A very comprehensive book on the topic is Robert W. Drago's Striking a Balance: Work, Family, Life This is not the usual bullet-ted, self-help easy read. Drago is a professor of Labor Studies Robert W. Drago's Striking a Balance: Work, Family, Lifeand Women's Studies at Penn State University. Although a more scholarly treatment, with much exploration of various theories, it is very readable. Washington Post.com's Leslie Morgan Steiner has an excellent work-life blog. Every Tuesday, she invites a guest to write about their experiences trying to achieve life balance.

Another good resource is the newspaper Web site The Wall Street Journal's CareerJournal.com. A recent article by Jonathan Clements focused on achieving happiness.

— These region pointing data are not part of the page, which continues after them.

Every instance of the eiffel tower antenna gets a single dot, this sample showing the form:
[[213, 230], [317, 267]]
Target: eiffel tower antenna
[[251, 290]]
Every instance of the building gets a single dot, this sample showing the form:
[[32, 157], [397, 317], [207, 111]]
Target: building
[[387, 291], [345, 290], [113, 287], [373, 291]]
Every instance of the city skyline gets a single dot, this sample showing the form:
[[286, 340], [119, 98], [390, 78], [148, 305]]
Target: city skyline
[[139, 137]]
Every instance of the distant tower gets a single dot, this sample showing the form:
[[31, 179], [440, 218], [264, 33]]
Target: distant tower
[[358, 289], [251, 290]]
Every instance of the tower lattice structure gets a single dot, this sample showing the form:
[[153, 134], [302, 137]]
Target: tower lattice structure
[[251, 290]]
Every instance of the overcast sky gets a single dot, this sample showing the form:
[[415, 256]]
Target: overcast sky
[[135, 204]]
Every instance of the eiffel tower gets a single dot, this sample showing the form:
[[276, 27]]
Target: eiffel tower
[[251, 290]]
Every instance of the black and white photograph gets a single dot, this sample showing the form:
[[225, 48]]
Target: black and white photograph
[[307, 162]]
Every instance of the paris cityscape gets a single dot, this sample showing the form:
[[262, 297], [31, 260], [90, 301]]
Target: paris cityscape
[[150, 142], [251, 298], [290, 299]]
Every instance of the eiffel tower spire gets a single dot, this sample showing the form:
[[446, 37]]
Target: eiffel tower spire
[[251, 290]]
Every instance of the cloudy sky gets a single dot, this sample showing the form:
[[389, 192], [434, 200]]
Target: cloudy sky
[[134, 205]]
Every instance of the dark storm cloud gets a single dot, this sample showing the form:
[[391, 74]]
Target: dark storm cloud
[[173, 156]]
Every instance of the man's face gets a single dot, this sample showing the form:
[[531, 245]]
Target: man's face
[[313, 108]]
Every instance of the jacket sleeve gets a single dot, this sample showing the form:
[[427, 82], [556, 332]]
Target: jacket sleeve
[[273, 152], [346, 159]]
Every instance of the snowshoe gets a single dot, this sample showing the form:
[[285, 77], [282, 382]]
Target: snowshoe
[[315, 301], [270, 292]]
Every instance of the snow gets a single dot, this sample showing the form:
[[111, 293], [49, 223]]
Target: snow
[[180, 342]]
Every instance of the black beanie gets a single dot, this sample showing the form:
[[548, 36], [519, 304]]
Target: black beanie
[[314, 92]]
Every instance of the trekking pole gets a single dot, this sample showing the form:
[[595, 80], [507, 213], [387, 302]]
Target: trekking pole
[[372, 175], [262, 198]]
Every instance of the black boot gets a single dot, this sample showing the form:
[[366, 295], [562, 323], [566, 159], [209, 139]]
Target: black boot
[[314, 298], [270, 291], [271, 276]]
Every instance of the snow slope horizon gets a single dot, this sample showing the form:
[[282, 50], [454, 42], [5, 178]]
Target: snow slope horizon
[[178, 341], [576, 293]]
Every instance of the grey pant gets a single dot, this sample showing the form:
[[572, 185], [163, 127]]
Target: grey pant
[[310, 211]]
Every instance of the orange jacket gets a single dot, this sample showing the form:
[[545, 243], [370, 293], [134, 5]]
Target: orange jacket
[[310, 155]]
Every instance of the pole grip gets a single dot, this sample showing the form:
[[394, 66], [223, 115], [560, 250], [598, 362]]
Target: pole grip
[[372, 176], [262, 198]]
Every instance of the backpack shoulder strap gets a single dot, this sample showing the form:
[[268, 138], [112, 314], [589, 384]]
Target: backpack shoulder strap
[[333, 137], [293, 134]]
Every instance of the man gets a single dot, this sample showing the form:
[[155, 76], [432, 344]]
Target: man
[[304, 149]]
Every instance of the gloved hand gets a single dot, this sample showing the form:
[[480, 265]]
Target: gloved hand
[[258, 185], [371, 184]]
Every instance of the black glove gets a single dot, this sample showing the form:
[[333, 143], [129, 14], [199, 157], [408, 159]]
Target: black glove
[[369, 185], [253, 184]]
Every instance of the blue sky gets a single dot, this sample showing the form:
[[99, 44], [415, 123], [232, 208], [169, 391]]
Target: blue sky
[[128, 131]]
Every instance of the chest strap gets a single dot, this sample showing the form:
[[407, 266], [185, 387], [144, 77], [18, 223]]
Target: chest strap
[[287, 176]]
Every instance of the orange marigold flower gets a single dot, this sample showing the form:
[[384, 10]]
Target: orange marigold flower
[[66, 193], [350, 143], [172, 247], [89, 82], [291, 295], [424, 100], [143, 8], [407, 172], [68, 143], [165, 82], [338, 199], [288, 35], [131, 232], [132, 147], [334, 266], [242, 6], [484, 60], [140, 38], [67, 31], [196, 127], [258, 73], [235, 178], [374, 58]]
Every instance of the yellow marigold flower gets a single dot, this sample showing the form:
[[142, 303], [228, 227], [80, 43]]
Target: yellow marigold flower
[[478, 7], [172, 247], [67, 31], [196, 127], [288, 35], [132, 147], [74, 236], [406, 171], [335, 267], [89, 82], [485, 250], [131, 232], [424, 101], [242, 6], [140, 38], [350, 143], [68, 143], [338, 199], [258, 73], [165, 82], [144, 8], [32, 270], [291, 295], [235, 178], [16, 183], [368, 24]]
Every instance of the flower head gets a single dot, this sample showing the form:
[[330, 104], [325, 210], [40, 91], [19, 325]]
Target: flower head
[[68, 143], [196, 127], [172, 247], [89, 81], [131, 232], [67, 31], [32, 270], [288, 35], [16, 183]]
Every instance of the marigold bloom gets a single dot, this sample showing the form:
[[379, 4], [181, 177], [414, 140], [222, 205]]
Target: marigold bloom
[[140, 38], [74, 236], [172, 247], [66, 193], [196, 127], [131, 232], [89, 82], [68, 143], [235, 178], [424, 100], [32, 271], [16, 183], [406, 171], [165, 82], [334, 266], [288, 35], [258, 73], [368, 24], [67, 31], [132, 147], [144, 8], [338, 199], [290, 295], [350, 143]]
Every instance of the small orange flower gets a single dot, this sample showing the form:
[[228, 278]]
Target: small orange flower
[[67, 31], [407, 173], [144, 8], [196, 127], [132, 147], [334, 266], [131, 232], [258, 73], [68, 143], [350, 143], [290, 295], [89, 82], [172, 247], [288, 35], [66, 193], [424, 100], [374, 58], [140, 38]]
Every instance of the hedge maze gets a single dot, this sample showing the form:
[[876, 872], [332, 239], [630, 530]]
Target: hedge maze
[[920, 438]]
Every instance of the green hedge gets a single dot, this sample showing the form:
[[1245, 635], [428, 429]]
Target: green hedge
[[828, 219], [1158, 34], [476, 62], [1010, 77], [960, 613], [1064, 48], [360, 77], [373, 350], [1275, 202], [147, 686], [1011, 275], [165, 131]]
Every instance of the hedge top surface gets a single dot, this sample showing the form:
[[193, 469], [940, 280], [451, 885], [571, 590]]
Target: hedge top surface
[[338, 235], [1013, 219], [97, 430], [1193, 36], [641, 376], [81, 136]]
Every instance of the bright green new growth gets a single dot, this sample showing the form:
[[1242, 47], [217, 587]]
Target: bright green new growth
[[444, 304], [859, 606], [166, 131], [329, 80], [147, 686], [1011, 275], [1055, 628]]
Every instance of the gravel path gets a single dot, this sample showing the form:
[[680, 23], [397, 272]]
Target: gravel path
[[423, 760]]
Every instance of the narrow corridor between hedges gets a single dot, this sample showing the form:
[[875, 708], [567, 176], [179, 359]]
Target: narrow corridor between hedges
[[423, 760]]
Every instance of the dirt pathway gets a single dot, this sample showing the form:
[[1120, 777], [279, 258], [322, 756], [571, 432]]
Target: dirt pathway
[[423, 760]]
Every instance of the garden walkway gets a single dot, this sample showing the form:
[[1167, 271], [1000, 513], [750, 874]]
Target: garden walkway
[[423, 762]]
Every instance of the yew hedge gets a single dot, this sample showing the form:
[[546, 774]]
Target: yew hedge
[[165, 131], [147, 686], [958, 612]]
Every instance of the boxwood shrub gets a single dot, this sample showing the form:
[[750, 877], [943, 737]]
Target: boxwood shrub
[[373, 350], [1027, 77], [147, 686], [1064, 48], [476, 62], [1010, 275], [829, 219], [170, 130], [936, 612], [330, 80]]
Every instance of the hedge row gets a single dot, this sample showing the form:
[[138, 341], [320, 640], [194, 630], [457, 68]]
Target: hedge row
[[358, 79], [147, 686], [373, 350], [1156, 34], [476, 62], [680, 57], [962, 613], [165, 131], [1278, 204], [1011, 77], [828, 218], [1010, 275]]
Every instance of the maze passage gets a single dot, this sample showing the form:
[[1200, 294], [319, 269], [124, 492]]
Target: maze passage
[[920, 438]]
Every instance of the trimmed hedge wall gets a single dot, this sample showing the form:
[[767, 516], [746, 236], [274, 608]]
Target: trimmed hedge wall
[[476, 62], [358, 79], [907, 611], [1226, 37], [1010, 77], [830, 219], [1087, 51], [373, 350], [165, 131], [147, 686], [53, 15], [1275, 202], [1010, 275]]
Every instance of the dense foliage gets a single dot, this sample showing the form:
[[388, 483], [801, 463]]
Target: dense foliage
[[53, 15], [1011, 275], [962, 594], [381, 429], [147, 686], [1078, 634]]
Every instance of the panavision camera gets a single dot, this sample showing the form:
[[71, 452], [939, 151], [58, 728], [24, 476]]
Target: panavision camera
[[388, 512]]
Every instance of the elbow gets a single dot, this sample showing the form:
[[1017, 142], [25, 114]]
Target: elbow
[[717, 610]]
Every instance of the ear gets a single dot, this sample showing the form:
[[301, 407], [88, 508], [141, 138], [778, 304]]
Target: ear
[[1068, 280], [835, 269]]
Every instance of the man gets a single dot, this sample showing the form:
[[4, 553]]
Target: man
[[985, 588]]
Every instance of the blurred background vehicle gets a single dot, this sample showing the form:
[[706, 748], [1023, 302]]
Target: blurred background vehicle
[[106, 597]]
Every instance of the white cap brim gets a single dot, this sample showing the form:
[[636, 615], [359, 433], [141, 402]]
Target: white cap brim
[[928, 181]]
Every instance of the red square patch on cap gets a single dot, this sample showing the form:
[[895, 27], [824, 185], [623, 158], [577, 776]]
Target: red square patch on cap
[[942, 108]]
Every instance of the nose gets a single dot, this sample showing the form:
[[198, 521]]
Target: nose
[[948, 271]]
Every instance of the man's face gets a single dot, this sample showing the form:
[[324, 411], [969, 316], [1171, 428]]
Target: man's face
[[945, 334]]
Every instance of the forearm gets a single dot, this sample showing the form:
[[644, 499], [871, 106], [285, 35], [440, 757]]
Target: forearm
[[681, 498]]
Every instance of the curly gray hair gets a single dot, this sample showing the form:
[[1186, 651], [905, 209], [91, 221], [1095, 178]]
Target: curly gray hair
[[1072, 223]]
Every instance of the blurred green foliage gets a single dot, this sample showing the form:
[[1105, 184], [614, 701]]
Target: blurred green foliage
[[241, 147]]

Much of the literature addresses childcare topics. How do parents achieve a balance in their work and parenting lives? Personally, I become a little frustrated when most of the focus seems to fall on mothers achieving this balance or more often failing to achieve this balance, which has a very blaming feel. I wish there was more focus on how fathers are affected. An interesting exploration of the topic is this piece from Inc.com, "Working Moms and Dads Clash on Work-Life Balance".

Take some time to examine your own work-life-family relationships. If they feel out of whack, begin to take steps to achieve that balance. If your situation feels particularly overwhelming or if you are experiencing burnout or other stress-related responses, professional help may be indicated. Fortunately, many companies now offer EAPs, Employee Assistance Programs. Through these programs you can access professionals who can help, most often at no charge.